The Code of Love
After reading a string of light romances, it was a definite turn in the opposite direction to read The Code of Love, a somber story of intrigue set in both France and England. The Napoleonic conflict is its central theme, with Napoleon as an actual character and the unease and misery of the French as its backdrop. Although I have read a significant number of historical European romances, seldom have I read one with such intimate “behind the scenes” action from the French point of view.
Delphine Dalgleish lives on the French island of Ile de France with her widowed mother on their beloved family plantation, Saint-Amour. The daughter of revolutionary general, Delphine is a Bonapartist through and through and an unusual French woman in that she delights in the every day running of their plantation and does it well. But since women cannot hold title to land, her cousin, Armand de Belfort, holds stewardship of their family home though the property means little to him other than the benefits it provides.
Gideon Landor is a British officer and French prisoner on Ile de France. Despite the fact that the French allow the imprisoned officers to live in the finest accommodations, Gideon is one who won’t be placated with their social events and patronizing visits – he wants to return to his country. When he attempts to escape one night, with the “assistance” of a local French friend, Delphine’s cousin Belfort, Gideon is caught, brutally beaten, and interrogated, and almost loses his life before the local authorities come to his rescue.
Upon returning to his regular quarters, the battered Gideon must attend a formal reception that very night where he meets Delphine Dalgleish, the woman referred to as the idol of the island. He knows she is a colonial but she appears to be a pure product of Paris with her exquisite dress and empty expression. Half drawn and half repelled, Gideon enters into a debate of sorts with Delphine and realizes there is more to this angelic looking being than her appearance would indicate. When Gideon realizes only moments later that the lady’s cousin had betrayed him in his previous escape attempt, he steals Belfort’s yacht and successfully escapes.

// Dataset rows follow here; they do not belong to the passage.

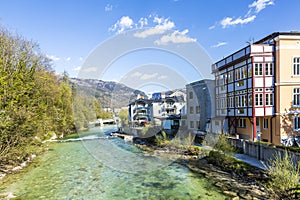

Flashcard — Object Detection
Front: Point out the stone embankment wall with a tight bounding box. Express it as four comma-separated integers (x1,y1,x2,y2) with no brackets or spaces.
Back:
228,138,300,164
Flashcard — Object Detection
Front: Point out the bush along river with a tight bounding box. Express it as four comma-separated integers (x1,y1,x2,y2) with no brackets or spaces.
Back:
0,126,229,200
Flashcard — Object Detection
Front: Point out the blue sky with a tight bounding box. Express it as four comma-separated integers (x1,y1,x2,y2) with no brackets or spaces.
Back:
1,0,299,92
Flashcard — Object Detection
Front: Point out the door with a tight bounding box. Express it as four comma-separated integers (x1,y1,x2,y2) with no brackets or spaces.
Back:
256,118,261,132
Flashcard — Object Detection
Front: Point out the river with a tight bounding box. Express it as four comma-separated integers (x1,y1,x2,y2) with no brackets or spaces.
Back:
0,126,228,199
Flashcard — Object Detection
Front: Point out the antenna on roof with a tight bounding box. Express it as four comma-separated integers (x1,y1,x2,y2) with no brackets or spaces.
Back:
246,37,255,45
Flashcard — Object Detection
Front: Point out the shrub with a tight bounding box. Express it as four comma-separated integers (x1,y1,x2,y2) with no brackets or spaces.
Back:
214,134,235,154
265,151,300,199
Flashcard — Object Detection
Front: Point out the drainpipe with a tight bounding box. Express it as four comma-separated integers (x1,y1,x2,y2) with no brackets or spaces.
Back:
251,47,257,141
270,37,276,144
270,116,275,143
270,38,277,143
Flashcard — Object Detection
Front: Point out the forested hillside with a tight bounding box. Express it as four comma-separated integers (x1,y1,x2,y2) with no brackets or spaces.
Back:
71,78,147,108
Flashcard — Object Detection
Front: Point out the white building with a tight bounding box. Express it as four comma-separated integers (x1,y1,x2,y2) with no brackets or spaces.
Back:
186,79,219,135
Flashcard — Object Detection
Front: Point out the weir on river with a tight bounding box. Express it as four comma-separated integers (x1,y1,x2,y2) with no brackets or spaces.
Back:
0,126,228,200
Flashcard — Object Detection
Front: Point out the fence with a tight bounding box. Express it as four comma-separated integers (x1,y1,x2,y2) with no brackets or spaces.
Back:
228,137,300,164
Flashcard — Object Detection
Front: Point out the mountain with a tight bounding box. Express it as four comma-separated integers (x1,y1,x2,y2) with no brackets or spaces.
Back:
70,78,147,108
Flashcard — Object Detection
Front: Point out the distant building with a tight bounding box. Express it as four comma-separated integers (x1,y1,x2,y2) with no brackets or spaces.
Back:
128,91,185,128
186,79,217,135
212,32,300,145
128,99,152,126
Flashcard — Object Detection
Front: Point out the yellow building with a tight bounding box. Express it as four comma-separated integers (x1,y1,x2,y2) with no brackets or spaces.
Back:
212,32,300,145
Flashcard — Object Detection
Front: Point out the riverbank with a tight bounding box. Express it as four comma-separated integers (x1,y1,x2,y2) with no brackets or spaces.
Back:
0,127,270,199
133,139,270,199
0,127,231,200
0,147,45,182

When the British invade Ile de France, Delphine and her mother travel to Paris where Napoleon seeks a meeting with Delphine and convinces her to travel to England as a spy. Blinded to any cause other than the French, Delphine not only accepts Napoleon¹s assignments but also agrees to become romantically involved and even marry if she must to gain the information her dictator requires. Her blind devotion at times was worthy of respect and other times appeared as a major case of TSTL.

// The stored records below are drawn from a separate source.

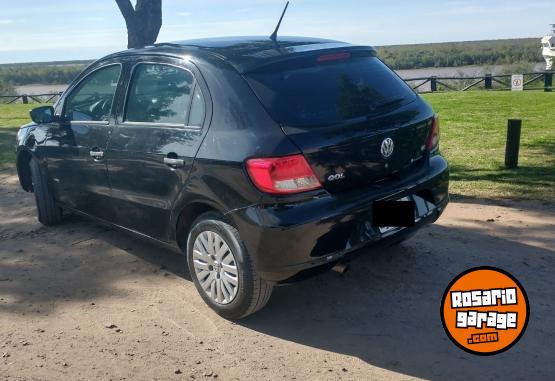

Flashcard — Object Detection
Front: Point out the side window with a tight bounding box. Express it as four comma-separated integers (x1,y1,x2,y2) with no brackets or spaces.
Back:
188,86,205,127
125,64,194,125
64,65,121,122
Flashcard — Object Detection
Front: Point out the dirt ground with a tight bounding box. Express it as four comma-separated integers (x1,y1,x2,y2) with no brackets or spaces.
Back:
1,167,554,381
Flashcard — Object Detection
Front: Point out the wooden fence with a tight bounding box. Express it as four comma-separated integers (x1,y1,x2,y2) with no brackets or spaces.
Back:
0,92,62,104
404,71,553,93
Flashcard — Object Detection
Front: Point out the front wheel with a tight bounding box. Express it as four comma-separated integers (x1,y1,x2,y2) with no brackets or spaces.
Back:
186,212,273,319
29,158,62,226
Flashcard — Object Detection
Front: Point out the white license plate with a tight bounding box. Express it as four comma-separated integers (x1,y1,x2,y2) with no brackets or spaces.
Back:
378,225,401,234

Not long after arriving in London, Delphine, as she feared, encounters Gideon at one of the many social affairs they attend. Believing Gideon is a double agent working for France, Delphine despises him for betraying his own country and can barely hide her contempt behind an icy politeness. Gideon’s view is quite different however – he is pleasantly surprised to see Delphine and somewhat disturbed at his growing fixation with her. Although Gideon is Britain’s top spy, he is a gentle hero who treats women with nothing but respect and is actually described on several occasions as having tears in his eyes. He has to be the most beta hero I have ever come across. Although assertive when required, he commands respect with his kindness and is a hero one could actually live with in real life.
At first I thought The Code of Love was slow reading because of its many references to French mannerisms, customs, and usage of the language but decided after a while that the book was slow-moving – period. I can’t classify it as boring since it is an all-encompassing story about an aspect of the French/English conflict not often seen in romance and one where you don’t find many HEAs either. Its sluggishness may have been due in part to the fact that the leads spend little time together with long separations a common event.
Gideon and Delphine’s story is heartrending at times and filled with perilous action segments that are convincing rather than contrived. Delphine’s mission and French ties serve the book well and it is her actions that move the book forward. I don’t claim to be an expert on the inner workings of France in the early 1800s but it certainly appears to be historically accurate.
Although the romance is not front and central, it remains a moving one nonetheless. Gideon’s protection of Delphine, despite her traitorous actions, is both touching and inspirational. Despite my appreciation for the historical backdrop, the fact remains that this may have received DIK status if there had been less history and more of Gideon and Delphine as a couple.